Grasping my sword more firmly in my hand, I called to the red man at the opening to the runway to stand aside.

"Way for the Prince of Helium!" I shouted; and before the astonished yellow man whose misfortune it was to be at the fighting end of the line at that particular moment could gather his wits together my sword had decapitated him, and I was rushing like a mad bull down upon those behind him.

"Way for the Prince of Helium!" I shouted as I cut a path through the astonished guardsmen of Salensus Oll.

Hewing to right and left, I beat my way down that warrior-choked spiral until, near the bottom, those below, thinking that an army was descending upon them, turned and fled.

The armory at the first floor was vacant when I entered it, the last of the Okarians having fled into the courtyard, so none saw me continue down the spiral toward the corridor beneath.

Here I ran as rapidly as my legs would carry me toward the five corners, and there plunged into the passageway that led to the station of the old miser.

Without the formality of a knock, I burst into the room. There sat the old man at his table; but as he saw me he sprang to his feet, drawing his sword.

With scarce more than a glance toward him I leaped for the great switch; but, quick as I was, that wiry old fellow was there before me.

How he did it I shall never know, nor does it seem credible that any Martian-born creature could approximate the marvelous speed of my earthly muscles.

Like a tiger he turned upon me, and I was quick to see why Solan had been chosen for this important duty.

Never in all my life have I seen such wondrous swordsmanship and such uncanny agility as that ancient bag of bones displayed.

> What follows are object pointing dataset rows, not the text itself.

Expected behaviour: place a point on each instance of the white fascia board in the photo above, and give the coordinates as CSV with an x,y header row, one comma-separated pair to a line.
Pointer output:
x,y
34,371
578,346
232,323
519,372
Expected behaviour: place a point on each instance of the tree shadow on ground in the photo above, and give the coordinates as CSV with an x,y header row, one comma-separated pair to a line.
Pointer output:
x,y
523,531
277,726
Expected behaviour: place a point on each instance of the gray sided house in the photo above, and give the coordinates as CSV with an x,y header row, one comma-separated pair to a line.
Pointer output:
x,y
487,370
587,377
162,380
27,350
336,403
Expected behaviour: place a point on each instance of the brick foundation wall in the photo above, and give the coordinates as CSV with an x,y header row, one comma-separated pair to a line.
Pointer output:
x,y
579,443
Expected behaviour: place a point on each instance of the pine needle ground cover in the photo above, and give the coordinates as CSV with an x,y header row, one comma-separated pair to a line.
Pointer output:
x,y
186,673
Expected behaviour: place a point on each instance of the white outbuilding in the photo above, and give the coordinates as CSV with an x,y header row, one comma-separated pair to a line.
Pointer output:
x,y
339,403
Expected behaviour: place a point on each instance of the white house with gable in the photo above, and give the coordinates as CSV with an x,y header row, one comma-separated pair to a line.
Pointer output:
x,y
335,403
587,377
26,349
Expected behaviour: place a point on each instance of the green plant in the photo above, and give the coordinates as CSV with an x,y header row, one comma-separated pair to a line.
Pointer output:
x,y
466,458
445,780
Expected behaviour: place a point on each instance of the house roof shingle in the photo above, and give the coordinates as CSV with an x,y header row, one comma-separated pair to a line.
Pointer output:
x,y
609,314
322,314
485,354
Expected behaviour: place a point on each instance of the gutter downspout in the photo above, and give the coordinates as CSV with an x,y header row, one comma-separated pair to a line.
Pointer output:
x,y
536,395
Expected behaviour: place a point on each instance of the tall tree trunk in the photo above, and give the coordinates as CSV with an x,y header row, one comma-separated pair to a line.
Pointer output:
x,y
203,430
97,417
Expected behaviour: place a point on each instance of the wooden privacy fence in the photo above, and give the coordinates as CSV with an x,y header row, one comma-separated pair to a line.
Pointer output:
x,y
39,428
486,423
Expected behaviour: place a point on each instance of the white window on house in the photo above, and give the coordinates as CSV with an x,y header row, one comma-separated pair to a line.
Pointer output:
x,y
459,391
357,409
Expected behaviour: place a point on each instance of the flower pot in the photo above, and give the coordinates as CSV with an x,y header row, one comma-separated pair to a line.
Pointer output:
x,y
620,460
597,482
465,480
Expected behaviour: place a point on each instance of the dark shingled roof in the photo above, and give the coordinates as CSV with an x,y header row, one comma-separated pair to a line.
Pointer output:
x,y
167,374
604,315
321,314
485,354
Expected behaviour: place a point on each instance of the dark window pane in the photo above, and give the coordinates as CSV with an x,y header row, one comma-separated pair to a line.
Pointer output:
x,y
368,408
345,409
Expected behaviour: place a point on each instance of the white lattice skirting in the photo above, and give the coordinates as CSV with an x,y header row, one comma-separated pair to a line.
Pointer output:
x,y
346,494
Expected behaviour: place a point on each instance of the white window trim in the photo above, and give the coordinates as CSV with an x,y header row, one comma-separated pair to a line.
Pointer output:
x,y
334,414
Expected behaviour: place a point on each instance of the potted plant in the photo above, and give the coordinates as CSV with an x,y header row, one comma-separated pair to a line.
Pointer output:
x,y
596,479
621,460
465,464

He was in forty places at the same time, and before I had half a chance to awaken to my danger he was like to have made a monkey of me, and a dead monkey at that.

It is strange how new and unexpected conditions bring out unguessed ability to meet them.

That day in the buried chamber beneath the palace of Salensus Oll I learned what swordsmanship meant, and to what heights of sword mastery I could achieve when pitted against such a wizard of the blade as Solan.

For a time he liked to have bested me; but presently the latent possibilities that must have been lying dormant within me for a lifetime came to the fore, and I fought as I had never dreamed a human being could fight.

That that duel-royal should have taken place in the dark recesses of a cellar, without a single appreciative eye to witness it has always seemed to me almost a world calamity-at least from the viewpoint Barsoomian, where bloody strife is the first and greatest consideration of individuals, nations, and races.

I was fighting to reach the switch, Solan to prevent me; and, though we stood not three feet from it, I could not win an inch toward it, for he forced me back an inch for the first five minutes of our battle.

I knew that if I were to throw it in time to save the oncoming fleet it must be done in the next few seconds, and so I tried my old rushing tactics; but I might as well have rushed a brick wall for all that Solan gave way.

In fact, I came near to impaling myself upon his point for my pains; but right was on my side, and I think that that must give a man greater confidence than though he knew himself to be battling in a wicked cause.

At least, I did not want in confidence; and when I next rushed Solan it was to one side with implicit confidence that he must turn to meet my new line of attack, and turn he did, so that now we fought with our sides towards the coveted goal-the great switch stood within my reach upon my right hand.